Of the millions of things you can buy at Amazon.Com, one is a book entitled “A Million Random Digits with 100,000 Normal Deviates” by RAND Corporation.  The book is a giant table with pages of random digits.  Other than an explanation of where the digits came from, that’s it.  Just tables of numbers.  There is no plot, pictures or really anything. 


A sample table looks like this:


Random Digits


Amazon is selling the 0th Edition. 


Several readers have written helpful reviews:


D. Ringer noted:

"A Million Random Digits"? HA! They only used 10, and just kept repeating them in different combinations! Don't be fooled!”


A random Amazon Customer commented:

“Super thrilling read”.  The Customer provided a Five Star review.


JPMDallas77 commented:

“For those of us without a two week vacation to devote to this tome, I would like to see a Clif's Notes version. Maybe 10,000 random numbers?

“SPOILER ALERT: They just pretty much stay random the whole time, no plot twists or anything. I mean if you've seen one random number, you've seen them all. In a slap in the face of randomness, the very randomness of it got repetitive after a few pages. Save yourself the time, and if you need a random number, just sort of think of a random number in your head and write it down. Odds are it’s in the book already, and you saved yourself $80.”


B. Dean noted:

"I can't understand all the negative reviews! This book literally contains everything I could ever ask for in a book. Recipe for spanokopita? Check! Name of every person ever born? Check! Next week's powerball, bingo, MLB, and NASCAR results? Check! By randomly combining and recombining the contents at random, I have read the works of Shakespeare, Harry Potter 8: the Tomb of Crying Stilton (to be released in 2014), the Bible AND the REAL Bible. I threw out my other books when I realized I could just jump around in this book and derive any other book I wanted. I think Borges wrote a story about this, but it's taking me a while to find that story in my book.
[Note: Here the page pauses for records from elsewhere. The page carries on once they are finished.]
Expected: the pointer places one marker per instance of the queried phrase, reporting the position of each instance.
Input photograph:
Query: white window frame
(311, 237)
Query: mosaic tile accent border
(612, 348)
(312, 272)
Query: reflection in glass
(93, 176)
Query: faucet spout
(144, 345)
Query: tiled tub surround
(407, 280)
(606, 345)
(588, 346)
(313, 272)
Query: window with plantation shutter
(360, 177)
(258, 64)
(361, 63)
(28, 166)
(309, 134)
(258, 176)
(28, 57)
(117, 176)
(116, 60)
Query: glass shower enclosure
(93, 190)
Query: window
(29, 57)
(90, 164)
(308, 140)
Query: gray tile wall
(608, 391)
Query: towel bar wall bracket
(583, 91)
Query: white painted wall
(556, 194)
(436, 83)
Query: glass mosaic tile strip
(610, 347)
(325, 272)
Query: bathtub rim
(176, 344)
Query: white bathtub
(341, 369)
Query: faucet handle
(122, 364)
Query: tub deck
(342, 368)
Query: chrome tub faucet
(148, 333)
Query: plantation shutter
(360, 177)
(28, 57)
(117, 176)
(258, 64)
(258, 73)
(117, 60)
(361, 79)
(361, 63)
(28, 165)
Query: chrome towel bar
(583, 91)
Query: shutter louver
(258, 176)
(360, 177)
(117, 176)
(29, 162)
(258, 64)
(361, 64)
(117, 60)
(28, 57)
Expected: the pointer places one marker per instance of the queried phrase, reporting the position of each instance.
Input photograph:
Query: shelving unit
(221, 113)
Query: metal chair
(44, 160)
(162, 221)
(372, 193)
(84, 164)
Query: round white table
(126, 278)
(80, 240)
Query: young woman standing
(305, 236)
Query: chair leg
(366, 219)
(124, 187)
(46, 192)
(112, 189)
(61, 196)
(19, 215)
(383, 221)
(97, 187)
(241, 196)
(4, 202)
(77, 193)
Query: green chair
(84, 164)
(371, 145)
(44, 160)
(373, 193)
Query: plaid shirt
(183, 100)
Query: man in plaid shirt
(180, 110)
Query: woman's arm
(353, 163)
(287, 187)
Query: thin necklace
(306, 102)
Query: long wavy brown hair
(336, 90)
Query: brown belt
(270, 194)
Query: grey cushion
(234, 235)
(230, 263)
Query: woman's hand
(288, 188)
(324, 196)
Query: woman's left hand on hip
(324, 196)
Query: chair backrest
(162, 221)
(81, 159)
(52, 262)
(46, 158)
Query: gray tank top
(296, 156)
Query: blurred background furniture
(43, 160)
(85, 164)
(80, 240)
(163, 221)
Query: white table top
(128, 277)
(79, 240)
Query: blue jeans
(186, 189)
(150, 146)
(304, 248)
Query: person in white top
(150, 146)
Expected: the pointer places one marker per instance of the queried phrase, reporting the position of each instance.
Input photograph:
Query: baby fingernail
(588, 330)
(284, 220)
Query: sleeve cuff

I did find some steamy erotica this morning, though, so who's complaining?”


The book was originally published in 1955.   In the introduction section which is not just numbers but includes text, it states


“Early in the course of research at the RAND Corporation a demand arose for random numbers;  these were needed to solve problems of various kinds by experimental probability procedures, which have come to be called Monte Carlo methods.  Most of the applications required a large supply of random digits or normal deviates of high quality, and the tables presented here were produced to meet those requirements.”


The book is, thus, an earlier entry in the now relentless march of Big Data.  Today, random numbers can be generated electronically.  But back in the day, there were no desktops or smart phones.  So, a printed book with tables of random numbers could be used to prepare growing stacks of punch cards to feed the old, clunky Fortran programs.  How were these printed numbers applied in research?  You can painfully envision the process of manual typing to transcribe the numbers from the book.  When you cut and pasted back then, it was with scissors and Elmer’s Glue. 


Infrastructure design and construction is a relatively mature field, so maybe we should be less impacted by Big Data than rocket scientists or brain surgeons


Golden Gate Bridge

by David Ball


But even if you could design a suspension bridge in the 30’s by slide rule without AutoCAD, today a lot more information needs to be accumulated and managed.  The bridge design code, AASHTO, is more than twice as big as it used to be (literally) and those bridges aren’t going to design themselves, at least not yet.  Data management for now involves a lot of data creation but not as much management.  Considering the current challenges and excesses of Big Data, reading a paper book on random variables, with actual printed tables of random variables, is quaint and almost strangely comforting.